# Continuous variable transmission question



## billfishboy (Feb 29, 2012)

My transmission seems to lug a bit at slower speeds and RPMs, thus requiring either shifting down (with button) or more gas (accelerator). Are the CVTs programmable such that the ratios can be electronically re-set to be more responsive?


----------



## smj999smj (Jan 1, 2006)

Even if there is no illumination of the "MIL," you should still get it checked for stored transmission trouble codes. There were a couple of TSB's on the CVT trans in the Murano. One in specific, NTB05-084a, refers to a lack of power on take off with a stored code of P0868 and no MIL, applying to 03-07 Muranos.
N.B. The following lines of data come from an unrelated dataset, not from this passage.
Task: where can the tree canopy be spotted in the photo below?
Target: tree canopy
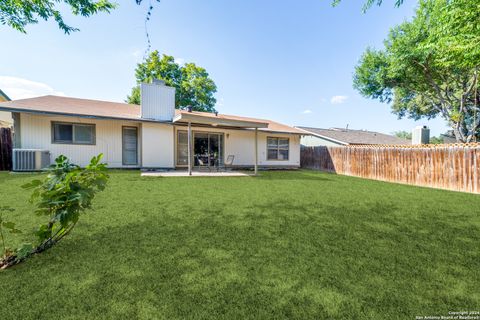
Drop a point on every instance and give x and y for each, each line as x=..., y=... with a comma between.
x=429, y=66
x=19, y=14
x=193, y=85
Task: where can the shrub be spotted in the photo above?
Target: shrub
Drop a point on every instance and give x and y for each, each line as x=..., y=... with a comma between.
x=66, y=192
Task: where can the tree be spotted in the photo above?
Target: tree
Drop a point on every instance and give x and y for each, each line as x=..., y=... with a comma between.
x=429, y=66
x=19, y=14
x=192, y=83
x=65, y=194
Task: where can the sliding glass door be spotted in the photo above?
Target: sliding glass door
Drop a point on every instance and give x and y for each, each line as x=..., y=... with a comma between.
x=208, y=149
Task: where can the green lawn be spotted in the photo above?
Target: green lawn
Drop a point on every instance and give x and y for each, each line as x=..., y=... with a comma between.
x=282, y=245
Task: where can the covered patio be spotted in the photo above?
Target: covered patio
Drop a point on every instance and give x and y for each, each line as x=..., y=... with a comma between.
x=183, y=173
x=190, y=118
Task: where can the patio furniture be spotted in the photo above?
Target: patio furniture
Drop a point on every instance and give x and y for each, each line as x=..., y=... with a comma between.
x=227, y=164
x=202, y=165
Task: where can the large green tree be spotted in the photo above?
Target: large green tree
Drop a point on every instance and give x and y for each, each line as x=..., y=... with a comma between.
x=193, y=85
x=429, y=66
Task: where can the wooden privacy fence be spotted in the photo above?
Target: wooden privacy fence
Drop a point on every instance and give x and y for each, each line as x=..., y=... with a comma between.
x=5, y=149
x=453, y=167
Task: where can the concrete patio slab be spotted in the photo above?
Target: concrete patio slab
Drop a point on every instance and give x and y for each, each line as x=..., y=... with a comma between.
x=195, y=174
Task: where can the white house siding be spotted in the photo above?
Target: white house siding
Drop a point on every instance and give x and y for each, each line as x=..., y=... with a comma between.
x=6, y=116
x=241, y=144
x=158, y=145
x=313, y=141
x=36, y=133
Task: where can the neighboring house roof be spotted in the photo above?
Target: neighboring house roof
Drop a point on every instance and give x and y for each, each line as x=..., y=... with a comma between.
x=57, y=105
x=3, y=96
x=348, y=136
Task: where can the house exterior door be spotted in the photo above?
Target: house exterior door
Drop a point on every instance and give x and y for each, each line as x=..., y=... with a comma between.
x=130, y=146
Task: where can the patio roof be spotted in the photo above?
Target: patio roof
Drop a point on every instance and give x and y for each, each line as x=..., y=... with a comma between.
x=218, y=120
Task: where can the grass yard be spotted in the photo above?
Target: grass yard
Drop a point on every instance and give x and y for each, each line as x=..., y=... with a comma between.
x=304, y=245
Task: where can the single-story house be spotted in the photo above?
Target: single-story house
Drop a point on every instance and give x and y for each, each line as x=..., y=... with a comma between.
x=5, y=117
x=344, y=137
x=152, y=135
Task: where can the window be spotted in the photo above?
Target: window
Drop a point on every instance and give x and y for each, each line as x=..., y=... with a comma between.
x=277, y=148
x=73, y=133
x=182, y=148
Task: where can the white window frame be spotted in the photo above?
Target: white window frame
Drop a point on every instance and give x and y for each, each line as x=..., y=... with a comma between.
x=278, y=148
x=74, y=124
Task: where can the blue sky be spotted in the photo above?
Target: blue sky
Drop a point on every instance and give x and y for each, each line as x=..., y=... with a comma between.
x=289, y=61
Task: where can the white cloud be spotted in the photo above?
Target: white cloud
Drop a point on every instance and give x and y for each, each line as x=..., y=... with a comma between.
x=338, y=99
x=19, y=88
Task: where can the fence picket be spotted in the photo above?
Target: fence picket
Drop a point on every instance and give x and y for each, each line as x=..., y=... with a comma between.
x=453, y=167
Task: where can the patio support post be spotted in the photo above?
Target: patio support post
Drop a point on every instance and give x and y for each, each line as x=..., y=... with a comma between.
x=189, y=149
x=256, y=151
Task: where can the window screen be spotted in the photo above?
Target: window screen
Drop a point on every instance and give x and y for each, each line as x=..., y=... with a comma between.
x=73, y=133
x=277, y=148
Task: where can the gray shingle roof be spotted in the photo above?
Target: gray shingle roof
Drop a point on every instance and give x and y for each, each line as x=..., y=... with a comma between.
x=349, y=136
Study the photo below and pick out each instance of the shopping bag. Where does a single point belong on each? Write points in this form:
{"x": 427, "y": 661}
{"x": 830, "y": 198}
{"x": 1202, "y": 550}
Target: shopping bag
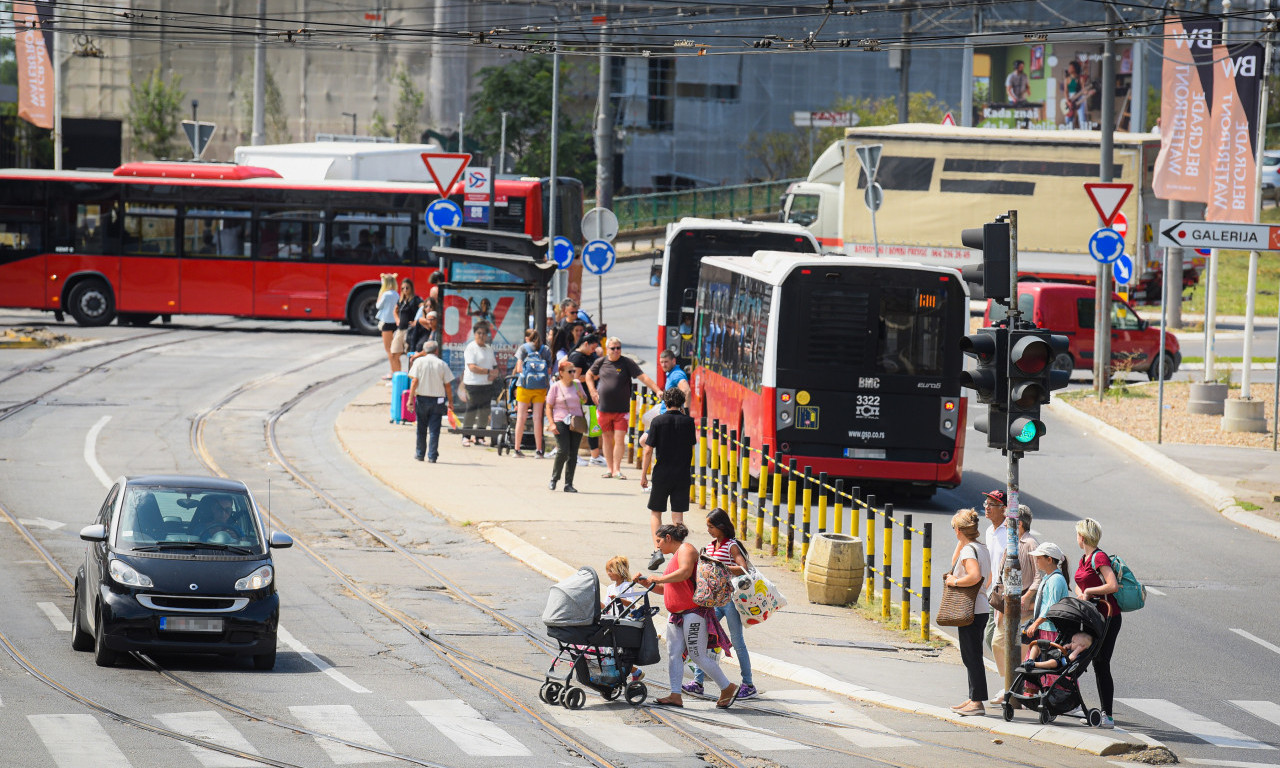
{"x": 755, "y": 597}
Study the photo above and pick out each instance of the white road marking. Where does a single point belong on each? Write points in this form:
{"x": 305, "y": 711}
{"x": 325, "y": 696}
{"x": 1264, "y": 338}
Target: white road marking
{"x": 1224, "y": 763}
{"x": 467, "y": 728}
{"x": 91, "y": 452}
{"x": 746, "y": 739}
{"x": 210, "y": 726}
{"x": 343, "y": 722}
{"x": 55, "y": 616}
{"x": 77, "y": 740}
{"x": 1267, "y": 711}
{"x": 864, "y": 732}
{"x": 1193, "y": 723}
{"x": 1256, "y": 639}
{"x": 302, "y": 650}
{"x": 608, "y": 727}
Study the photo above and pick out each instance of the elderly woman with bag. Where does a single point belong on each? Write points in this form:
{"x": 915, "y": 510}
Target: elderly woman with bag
{"x": 970, "y": 566}
{"x": 690, "y": 629}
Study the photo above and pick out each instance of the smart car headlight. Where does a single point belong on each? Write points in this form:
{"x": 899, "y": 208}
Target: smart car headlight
{"x": 259, "y": 579}
{"x": 128, "y": 575}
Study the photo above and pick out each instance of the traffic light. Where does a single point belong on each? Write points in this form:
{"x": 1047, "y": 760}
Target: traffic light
{"x": 992, "y": 240}
{"x": 1031, "y": 380}
{"x": 988, "y": 347}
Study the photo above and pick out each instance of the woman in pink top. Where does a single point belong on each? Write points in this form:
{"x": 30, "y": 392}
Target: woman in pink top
{"x": 565, "y": 401}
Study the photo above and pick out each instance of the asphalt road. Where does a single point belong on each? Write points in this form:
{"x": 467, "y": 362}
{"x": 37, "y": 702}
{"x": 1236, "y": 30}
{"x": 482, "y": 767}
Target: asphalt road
{"x": 201, "y": 393}
{"x": 1193, "y": 668}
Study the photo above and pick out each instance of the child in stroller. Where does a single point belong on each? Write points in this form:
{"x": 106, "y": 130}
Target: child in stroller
{"x": 1033, "y": 689}
{"x": 599, "y": 648}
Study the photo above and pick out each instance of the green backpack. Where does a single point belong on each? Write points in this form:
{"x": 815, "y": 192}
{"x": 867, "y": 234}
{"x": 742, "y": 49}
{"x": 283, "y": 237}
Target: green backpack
{"x": 1132, "y": 594}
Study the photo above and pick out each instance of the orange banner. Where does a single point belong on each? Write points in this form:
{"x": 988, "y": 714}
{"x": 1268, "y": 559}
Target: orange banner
{"x": 35, "y": 45}
{"x": 1233, "y": 133}
{"x": 1182, "y": 167}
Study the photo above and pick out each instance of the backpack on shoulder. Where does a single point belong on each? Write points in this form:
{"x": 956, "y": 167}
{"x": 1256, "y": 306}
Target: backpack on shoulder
{"x": 1132, "y": 594}
{"x": 533, "y": 371}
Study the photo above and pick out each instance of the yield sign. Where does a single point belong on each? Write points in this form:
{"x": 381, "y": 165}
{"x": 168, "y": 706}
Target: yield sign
{"x": 446, "y": 167}
{"x": 1107, "y": 199}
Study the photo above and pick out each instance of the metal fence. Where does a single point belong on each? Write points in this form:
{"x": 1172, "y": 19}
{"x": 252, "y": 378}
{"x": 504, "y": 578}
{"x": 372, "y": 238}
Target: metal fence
{"x": 658, "y": 209}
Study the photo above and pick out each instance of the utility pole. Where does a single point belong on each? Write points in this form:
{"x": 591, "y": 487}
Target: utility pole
{"x": 604, "y": 127}
{"x": 904, "y": 74}
{"x": 1102, "y": 298}
{"x": 259, "y": 136}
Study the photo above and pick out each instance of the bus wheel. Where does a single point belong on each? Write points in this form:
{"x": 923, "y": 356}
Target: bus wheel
{"x": 136, "y": 318}
{"x": 91, "y": 304}
{"x": 362, "y": 312}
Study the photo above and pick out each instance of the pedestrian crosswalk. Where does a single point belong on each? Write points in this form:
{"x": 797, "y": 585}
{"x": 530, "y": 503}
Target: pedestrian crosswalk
{"x": 1205, "y": 728}
{"x": 466, "y": 731}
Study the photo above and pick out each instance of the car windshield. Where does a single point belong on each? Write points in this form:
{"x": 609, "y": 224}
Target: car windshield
{"x": 160, "y": 519}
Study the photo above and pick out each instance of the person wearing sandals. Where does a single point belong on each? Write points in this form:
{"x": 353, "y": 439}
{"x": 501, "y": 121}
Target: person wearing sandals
{"x": 609, "y": 382}
{"x": 691, "y": 629}
{"x": 970, "y": 565}
{"x": 727, "y": 549}
{"x": 672, "y": 437}
{"x": 565, "y": 400}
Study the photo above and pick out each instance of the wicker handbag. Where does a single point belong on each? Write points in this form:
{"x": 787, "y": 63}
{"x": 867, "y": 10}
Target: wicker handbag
{"x": 956, "y": 607}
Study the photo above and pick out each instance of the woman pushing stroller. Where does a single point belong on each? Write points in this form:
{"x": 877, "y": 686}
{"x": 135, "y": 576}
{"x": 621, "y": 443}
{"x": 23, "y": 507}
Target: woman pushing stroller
{"x": 691, "y": 629}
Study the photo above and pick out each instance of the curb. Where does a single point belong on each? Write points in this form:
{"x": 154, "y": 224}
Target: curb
{"x": 1200, "y": 487}
{"x": 1084, "y": 740}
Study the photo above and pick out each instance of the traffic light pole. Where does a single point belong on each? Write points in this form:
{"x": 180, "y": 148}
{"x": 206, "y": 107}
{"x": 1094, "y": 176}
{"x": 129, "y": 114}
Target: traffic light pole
{"x": 1011, "y": 567}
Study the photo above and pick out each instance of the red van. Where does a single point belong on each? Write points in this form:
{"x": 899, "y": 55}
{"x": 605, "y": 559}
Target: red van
{"x": 1068, "y": 309}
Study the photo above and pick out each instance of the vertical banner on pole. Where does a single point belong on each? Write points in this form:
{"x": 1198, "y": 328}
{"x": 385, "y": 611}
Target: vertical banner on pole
{"x": 1234, "y": 132}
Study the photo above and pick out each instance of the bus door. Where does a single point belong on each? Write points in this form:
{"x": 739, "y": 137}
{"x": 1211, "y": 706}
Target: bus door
{"x": 216, "y": 269}
{"x": 291, "y": 274}
{"x": 149, "y": 255}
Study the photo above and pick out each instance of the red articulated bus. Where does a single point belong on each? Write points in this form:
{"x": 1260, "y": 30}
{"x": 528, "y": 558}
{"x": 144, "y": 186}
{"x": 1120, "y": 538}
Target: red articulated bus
{"x": 155, "y": 240}
{"x": 846, "y": 365}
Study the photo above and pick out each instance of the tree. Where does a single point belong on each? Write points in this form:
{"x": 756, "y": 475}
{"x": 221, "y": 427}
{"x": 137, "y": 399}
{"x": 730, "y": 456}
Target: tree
{"x": 524, "y": 90}
{"x": 274, "y": 122}
{"x": 155, "y": 114}
{"x": 408, "y": 108}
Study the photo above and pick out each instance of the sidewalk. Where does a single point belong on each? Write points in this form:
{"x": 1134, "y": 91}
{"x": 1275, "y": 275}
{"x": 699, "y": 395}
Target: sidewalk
{"x": 554, "y": 533}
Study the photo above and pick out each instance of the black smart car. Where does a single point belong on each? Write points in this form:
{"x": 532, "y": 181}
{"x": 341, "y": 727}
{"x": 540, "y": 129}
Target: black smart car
{"x": 178, "y": 565}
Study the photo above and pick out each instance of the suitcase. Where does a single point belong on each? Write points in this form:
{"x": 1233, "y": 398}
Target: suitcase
{"x": 400, "y": 384}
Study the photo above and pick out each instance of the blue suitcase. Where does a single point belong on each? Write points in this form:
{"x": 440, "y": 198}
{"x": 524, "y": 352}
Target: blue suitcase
{"x": 400, "y": 385}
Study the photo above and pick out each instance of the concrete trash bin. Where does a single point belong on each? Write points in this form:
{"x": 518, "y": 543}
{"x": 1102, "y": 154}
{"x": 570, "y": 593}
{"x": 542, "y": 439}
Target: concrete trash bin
{"x": 833, "y": 570}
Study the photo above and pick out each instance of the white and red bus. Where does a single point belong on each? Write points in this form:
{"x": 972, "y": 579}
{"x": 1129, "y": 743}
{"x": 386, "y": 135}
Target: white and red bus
{"x": 849, "y": 365}
{"x": 178, "y": 238}
{"x": 689, "y": 241}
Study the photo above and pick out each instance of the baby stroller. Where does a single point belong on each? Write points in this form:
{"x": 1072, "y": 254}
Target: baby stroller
{"x": 1070, "y": 616}
{"x": 598, "y": 649}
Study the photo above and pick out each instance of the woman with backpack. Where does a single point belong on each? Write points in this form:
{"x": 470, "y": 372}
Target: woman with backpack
{"x": 725, "y": 548}
{"x": 1096, "y": 581}
{"x": 533, "y": 378}
{"x": 690, "y": 629}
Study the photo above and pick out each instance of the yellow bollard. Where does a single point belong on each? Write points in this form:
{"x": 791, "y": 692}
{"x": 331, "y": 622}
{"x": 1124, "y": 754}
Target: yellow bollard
{"x": 887, "y": 566}
{"x": 702, "y": 464}
{"x": 906, "y": 574}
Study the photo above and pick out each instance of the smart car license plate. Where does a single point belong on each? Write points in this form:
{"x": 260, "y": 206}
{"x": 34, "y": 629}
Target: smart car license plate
{"x": 190, "y": 624}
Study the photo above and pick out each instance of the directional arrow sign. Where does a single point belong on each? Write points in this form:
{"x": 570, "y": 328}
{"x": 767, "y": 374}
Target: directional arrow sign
{"x": 446, "y": 167}
{"x": 1175, "y": 233}
{"x": 1107, "y": 199}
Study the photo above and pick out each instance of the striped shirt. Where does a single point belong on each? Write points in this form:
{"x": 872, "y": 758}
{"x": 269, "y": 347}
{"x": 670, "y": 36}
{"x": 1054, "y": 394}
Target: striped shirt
{"x": 721, "y": 551}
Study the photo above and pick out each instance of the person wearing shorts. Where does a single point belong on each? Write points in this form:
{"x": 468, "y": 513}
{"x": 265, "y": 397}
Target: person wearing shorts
{"x": 609, "y": 382}
{"x": 672, "y": 437}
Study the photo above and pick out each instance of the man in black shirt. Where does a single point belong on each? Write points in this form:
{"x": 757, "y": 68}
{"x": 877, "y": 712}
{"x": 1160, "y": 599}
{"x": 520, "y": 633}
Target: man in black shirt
{"x": 672, "y": 437}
If the TSB applies, it requires replacement of the valve body and reprogram of the TCM. The downside of this is that if you are not covered by a warranty, the valve body is likely to be expensive and you would likely need to go to a Nissan dealer to get the reprogramming done.


----------



## SPEEDO (Jun 9, 2003)

I thought I read somewhere that Nissan extended the warranty on those trans... or am I thinking of something else?


----------



## smj999smj (Jan 1, 2006)

Yes, they did:

Nissan CVT Warranty Extension

Nissan has extended the Nissan New Vehicle Limited Warranty for the Continuously Variable Transmission (CVT) to 10 years/120,000 miles (whichever occurs first) for CVT transmission repairs, replacement, and related towing on all 2003-2010 model year Nissan vehicles equipped with the CVT. The remainder of the powertrain warranty coverage for components other than the CVT transmission remains unchanged. All other warranty terms, limitations and conditions otherwise apply.

Please note that this is not a safety recall, and there are no safety issues relating to your Continuously Variable Transmission.


----------